The Court of Appeal, Second Appellate District, Division Four (Los Angeles) reversed. The court held that only Lane’s third cause of action for failure to pay wages was subject to Labor Code section 229. The court distinguished Hoover v. American Income Life Insurance Company (2012) 206 Cal.App.4th 1193, and rejected Hoover’s broad presumption against the arbitration of statutory labor claims. (Slip opn., pp. 10-11.) The court held that “the plain language of section 229 is limited to actions for the collection of due and unpaid wages brought under sections 200 through 244; section 229 does not apply to all statutory wage and hour claims.” (Id. at p. 12, italics in original.) Further, FCM did not demonstrate Federal Arbitration Act preemption of section 229 because Lane never admitted to being engaged in interstate commerce, and FCM did not produce a declaration describing the nature of its business or the scope of Lane’s employment. (Id. at pp. 12-13.)

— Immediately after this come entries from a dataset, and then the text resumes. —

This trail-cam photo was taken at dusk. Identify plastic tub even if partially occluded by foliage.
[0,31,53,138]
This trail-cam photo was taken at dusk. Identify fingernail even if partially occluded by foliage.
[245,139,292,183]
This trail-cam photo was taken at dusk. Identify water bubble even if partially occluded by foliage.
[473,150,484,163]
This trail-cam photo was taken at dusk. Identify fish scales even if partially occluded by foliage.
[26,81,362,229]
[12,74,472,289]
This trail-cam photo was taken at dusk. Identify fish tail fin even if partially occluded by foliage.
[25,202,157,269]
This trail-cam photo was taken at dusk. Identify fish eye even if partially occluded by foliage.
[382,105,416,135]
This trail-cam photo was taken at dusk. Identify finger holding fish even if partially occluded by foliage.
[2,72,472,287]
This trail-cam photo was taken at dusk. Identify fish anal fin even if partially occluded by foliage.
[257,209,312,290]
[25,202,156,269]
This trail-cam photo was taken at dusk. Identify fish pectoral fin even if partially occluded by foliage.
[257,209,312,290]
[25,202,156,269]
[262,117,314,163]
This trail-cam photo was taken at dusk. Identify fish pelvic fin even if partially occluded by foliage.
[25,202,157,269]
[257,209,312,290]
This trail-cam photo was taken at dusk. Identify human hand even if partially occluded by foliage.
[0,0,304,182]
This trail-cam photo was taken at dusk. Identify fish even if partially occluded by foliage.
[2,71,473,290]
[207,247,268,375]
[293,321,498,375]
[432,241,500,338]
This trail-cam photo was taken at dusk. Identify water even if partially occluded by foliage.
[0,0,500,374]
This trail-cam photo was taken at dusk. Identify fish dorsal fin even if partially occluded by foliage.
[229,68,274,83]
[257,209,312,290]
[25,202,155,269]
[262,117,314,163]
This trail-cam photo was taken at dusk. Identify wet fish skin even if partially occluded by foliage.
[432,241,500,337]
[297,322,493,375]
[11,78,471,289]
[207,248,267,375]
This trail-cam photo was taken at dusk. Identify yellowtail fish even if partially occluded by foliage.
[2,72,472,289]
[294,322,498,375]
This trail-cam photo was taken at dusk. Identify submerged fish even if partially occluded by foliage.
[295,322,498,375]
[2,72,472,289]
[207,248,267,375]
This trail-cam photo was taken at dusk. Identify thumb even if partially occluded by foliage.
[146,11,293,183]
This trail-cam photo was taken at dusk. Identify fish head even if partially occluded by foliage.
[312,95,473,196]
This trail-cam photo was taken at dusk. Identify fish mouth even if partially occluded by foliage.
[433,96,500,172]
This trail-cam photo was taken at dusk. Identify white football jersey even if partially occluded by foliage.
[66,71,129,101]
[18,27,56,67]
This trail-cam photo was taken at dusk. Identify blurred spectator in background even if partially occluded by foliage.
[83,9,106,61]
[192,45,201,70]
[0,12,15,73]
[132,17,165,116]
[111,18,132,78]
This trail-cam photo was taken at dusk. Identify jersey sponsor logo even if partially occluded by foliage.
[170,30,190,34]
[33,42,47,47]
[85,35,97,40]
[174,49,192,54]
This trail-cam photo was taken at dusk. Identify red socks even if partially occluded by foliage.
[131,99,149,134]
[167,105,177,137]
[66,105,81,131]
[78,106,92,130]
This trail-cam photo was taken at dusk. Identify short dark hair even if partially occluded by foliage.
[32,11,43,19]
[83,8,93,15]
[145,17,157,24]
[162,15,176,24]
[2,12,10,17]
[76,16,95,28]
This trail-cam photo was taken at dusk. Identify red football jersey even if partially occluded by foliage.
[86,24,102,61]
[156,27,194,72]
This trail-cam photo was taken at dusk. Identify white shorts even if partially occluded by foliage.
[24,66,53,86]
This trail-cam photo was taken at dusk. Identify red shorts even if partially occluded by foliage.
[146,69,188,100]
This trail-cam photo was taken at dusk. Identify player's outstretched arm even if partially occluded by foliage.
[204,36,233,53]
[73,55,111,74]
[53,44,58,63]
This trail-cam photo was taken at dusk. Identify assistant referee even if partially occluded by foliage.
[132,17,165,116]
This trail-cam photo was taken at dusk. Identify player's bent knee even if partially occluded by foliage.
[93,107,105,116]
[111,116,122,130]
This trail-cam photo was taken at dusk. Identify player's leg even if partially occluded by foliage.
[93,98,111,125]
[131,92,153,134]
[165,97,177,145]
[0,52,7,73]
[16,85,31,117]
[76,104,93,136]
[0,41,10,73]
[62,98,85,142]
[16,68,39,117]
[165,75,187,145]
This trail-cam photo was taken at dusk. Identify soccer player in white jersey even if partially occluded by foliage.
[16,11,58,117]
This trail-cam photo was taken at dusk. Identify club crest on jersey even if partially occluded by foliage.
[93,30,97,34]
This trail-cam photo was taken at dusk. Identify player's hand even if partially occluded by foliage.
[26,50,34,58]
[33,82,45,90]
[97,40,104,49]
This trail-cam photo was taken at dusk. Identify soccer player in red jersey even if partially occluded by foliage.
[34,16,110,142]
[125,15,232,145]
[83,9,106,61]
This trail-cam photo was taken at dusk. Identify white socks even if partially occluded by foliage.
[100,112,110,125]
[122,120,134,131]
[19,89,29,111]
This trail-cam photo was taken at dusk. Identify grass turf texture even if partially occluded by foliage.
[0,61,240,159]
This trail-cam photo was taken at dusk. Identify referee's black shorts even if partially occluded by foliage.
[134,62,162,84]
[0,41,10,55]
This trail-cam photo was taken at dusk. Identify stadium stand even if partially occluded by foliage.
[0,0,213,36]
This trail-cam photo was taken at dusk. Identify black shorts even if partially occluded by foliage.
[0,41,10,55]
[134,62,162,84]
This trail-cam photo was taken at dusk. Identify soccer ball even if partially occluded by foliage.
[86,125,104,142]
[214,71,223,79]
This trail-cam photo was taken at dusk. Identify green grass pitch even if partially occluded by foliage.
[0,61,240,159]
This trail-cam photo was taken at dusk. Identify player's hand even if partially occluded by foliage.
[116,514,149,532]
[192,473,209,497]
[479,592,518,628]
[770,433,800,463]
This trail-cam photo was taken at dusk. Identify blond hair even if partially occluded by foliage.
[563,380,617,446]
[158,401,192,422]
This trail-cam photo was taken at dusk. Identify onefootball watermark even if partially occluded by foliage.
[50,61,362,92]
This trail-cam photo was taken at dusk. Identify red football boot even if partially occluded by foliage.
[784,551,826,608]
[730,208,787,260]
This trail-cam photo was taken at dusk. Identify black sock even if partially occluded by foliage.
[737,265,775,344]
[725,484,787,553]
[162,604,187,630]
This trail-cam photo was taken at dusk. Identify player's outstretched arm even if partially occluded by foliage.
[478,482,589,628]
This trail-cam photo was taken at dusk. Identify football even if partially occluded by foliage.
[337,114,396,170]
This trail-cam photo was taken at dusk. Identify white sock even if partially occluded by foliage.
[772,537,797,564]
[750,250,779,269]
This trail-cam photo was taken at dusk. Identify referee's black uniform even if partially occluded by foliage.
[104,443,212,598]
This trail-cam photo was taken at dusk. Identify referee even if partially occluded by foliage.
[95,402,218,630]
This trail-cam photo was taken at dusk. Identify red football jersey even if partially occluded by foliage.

The court then held that the arbitration agreement was not unconscionable. (Slip opn., p. 14.) The agreement was just two pages and contained no terms “hidden” in the form. (Id. at p. 16.) Further, although the agreement did not attach the rules of the American Arbitration Association (“AAA”), there was no procedural unconscionability. The court agreed that “the failure to attach the arbitration rules could be a factor in support of a finding of procedural unconscionability, but [disagreed] that the failure, by itself, is sufficient to sustain a finding of procedural unconscionability.” (Ibid.) Indeed, “[there] could be no surprise, as the arbitration rules referenced in the agreement were easily accessible to the parties -- the AAA rules are available on the Internet.” (Id. at p. 18.) In addition, the court held that the lack of an express provision for discovery did not render the agreement substantively unconscionable. (Id. at p. 20.) The court ordered the remaining causes of action to be arbitrated and the third cause of action to be stayed pending the arbitration. (Id. at p. 21.)